Does the description clarify parameter syntax, constraints, interactions, or defaults beyond what the schema provides?

No parameters, so baseline is 4. Description adds no parameter info, which is acceptable given the parameter count is zero.

Input schemas describe structure but not intent. Descriptions should explain non-obvious parameter relationships and valid value ranges.

Purpose5/5

Does the description clearly state what the tool does and how it differs from similar tools?

Description clearly states the tool lists Mercury IO Credit card accounts (charge cards), distinguishes from deposit accounts, and explicitly names the sibling tool for the other account type.
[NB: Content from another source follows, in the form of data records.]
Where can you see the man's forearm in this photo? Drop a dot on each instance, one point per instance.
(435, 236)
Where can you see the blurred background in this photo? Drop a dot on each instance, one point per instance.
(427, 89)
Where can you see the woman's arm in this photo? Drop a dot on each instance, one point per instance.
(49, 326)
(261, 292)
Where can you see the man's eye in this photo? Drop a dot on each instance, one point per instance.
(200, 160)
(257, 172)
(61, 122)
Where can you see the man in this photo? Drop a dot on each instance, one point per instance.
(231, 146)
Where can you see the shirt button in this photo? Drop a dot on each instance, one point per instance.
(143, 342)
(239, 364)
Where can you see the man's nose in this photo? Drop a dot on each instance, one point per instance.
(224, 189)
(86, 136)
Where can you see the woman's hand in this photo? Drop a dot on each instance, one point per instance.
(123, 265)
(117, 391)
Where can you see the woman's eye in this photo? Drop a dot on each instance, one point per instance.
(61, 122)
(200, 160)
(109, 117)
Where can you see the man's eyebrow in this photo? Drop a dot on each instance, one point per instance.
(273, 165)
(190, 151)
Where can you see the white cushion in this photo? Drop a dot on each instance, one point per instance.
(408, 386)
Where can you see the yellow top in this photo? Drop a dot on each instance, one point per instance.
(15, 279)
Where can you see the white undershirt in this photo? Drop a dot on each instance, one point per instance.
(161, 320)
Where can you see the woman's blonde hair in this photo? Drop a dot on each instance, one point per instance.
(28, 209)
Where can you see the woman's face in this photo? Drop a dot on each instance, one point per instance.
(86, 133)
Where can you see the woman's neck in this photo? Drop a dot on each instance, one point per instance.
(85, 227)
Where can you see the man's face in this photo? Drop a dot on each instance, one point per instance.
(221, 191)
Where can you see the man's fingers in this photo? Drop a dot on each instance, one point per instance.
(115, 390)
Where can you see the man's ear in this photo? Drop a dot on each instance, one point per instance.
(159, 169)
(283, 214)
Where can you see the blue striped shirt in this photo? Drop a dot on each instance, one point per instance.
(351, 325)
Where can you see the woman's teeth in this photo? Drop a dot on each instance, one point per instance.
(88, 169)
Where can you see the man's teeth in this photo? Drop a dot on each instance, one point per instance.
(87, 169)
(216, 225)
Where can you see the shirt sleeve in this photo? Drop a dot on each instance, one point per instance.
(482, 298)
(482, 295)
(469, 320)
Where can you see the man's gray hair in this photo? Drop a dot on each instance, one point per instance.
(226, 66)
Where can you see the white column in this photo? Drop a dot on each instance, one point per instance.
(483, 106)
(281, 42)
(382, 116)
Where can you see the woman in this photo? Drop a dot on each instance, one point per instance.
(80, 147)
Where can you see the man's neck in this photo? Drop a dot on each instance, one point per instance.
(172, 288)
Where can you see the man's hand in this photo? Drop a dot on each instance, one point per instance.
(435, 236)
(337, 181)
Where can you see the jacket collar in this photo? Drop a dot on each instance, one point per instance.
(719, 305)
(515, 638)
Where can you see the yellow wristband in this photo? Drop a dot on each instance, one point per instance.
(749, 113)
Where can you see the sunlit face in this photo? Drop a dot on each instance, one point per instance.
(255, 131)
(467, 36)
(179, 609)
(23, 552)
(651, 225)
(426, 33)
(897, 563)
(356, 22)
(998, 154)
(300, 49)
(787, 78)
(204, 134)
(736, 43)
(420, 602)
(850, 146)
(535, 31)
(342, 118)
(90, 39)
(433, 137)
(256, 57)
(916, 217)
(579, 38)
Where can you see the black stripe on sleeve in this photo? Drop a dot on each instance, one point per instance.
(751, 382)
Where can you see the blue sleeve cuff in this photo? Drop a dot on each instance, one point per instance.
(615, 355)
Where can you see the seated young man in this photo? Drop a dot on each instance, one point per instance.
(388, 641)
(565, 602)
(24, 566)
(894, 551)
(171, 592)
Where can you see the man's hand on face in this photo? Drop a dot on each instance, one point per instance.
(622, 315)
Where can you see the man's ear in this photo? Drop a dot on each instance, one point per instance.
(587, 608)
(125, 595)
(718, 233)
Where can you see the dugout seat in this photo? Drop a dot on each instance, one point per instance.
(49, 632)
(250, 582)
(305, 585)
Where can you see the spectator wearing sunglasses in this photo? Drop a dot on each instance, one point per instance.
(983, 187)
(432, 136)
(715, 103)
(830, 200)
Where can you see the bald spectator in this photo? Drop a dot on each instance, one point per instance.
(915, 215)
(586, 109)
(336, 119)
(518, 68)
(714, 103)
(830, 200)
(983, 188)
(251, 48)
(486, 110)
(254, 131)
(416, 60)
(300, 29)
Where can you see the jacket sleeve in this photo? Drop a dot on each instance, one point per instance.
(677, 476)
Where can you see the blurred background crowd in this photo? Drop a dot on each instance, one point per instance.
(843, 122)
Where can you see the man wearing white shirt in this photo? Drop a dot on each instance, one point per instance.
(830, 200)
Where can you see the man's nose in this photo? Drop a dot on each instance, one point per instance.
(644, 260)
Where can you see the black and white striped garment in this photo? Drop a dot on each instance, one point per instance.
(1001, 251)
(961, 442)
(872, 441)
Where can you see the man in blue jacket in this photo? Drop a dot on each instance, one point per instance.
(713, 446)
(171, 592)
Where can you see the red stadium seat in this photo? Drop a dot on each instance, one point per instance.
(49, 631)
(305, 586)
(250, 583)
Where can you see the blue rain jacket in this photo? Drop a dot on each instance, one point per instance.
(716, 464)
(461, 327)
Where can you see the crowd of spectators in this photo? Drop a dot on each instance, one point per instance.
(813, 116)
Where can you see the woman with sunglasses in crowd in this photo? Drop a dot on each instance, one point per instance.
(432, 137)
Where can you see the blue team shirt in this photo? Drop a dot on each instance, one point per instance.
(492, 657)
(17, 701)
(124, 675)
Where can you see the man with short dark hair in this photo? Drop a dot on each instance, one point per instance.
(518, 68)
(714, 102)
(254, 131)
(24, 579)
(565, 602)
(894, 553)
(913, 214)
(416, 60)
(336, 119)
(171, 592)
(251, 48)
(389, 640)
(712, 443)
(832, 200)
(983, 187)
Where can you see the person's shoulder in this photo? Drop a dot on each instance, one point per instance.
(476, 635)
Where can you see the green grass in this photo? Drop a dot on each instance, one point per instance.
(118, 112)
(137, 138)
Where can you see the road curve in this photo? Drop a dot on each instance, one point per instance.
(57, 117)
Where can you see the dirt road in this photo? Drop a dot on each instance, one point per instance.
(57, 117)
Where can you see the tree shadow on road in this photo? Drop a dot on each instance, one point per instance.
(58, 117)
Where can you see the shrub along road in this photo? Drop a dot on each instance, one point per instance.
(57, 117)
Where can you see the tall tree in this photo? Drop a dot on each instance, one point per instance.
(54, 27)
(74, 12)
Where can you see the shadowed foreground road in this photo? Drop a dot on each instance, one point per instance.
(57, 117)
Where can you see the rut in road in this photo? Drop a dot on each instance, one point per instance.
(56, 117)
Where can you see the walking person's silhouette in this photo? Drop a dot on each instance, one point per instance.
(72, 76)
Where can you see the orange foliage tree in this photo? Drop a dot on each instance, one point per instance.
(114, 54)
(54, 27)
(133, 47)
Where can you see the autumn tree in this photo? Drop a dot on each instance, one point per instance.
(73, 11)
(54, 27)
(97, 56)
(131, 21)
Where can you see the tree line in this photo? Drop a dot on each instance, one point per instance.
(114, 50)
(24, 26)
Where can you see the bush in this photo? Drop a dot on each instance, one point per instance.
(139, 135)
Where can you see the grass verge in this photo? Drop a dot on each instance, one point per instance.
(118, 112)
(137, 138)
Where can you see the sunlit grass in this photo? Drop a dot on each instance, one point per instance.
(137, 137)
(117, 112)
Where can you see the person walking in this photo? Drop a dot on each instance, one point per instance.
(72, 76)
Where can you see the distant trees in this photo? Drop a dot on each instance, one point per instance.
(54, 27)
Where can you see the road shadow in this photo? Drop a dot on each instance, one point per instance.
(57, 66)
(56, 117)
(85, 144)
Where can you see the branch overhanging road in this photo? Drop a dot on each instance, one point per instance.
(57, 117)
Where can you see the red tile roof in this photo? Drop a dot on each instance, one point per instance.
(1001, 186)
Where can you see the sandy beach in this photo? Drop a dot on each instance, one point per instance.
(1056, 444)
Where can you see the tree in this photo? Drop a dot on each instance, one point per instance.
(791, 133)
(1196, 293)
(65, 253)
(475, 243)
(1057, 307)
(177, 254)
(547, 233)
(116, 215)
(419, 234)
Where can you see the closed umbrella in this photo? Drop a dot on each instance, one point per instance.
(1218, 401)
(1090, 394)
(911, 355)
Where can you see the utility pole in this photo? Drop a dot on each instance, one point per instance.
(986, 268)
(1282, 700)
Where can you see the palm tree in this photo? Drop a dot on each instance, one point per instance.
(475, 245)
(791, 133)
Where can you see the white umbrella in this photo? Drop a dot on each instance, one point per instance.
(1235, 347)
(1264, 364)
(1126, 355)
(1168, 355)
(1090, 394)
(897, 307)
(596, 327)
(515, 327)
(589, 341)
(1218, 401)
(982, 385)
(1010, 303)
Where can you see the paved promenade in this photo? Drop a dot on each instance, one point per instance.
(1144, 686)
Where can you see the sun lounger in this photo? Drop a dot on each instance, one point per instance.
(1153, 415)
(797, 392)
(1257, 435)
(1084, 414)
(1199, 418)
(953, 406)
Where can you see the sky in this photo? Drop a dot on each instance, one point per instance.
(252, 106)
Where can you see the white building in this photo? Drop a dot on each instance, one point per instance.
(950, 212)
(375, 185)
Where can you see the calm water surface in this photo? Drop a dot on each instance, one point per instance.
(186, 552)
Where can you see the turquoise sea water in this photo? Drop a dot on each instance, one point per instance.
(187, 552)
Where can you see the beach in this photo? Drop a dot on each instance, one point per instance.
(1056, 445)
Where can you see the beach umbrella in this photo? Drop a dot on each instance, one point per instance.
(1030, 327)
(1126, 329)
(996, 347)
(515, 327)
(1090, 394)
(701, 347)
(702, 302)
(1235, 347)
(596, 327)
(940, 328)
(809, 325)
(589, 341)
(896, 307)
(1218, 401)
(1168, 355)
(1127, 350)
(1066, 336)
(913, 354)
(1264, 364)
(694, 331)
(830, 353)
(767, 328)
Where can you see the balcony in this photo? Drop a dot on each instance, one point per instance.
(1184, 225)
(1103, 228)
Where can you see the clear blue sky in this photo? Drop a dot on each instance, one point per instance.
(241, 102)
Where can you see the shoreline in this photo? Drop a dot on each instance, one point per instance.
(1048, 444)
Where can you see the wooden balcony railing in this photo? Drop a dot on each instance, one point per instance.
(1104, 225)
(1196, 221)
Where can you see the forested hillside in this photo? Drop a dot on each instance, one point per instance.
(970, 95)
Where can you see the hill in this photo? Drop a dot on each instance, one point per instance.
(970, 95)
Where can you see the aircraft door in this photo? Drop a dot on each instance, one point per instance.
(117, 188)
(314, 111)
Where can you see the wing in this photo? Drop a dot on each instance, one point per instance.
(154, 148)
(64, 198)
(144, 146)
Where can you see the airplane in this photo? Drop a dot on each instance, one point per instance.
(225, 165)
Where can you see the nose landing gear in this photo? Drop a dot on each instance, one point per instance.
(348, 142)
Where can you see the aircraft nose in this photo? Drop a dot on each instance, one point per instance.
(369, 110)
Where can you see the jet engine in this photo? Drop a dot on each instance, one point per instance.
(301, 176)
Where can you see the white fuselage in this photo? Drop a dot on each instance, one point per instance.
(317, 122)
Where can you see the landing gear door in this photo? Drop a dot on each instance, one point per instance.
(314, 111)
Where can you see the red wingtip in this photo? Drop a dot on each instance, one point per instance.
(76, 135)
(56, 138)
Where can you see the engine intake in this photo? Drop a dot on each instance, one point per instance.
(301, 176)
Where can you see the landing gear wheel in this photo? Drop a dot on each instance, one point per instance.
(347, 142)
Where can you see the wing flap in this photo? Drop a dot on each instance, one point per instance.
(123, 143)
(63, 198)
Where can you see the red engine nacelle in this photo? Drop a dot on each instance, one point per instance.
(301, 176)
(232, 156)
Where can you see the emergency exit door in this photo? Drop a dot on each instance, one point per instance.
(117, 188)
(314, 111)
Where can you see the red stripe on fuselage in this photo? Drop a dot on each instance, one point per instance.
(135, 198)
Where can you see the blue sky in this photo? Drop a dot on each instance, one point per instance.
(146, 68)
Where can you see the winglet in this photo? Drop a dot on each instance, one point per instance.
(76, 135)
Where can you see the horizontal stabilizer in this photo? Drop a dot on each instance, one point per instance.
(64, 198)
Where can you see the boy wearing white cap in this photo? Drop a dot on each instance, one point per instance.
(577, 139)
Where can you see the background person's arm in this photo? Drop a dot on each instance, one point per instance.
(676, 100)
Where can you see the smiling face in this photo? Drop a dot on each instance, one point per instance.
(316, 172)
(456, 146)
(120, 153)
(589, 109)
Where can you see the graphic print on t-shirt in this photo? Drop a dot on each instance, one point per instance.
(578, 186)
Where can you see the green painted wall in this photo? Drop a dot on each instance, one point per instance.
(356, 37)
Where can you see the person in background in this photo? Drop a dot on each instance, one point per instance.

Agents choose between tools based on descriptions. A clear purpose with a specific verb and resource helps agents select the right tool.

Usage Guidelines5/5

Does the description explain when to use this tool, when not to, or what alternatives exist?

Provides explicit USE WHEN (enumerating accounts for balance, statement closing, feeding ID to mercury_list_credit_transactions) and DO NOT USE (deposit accounts, directs to mercury_list_accounts).

Agents often have multiple tools that could apply. Explicit usage guidance like "use X instead of Y when Z" prevents misuse.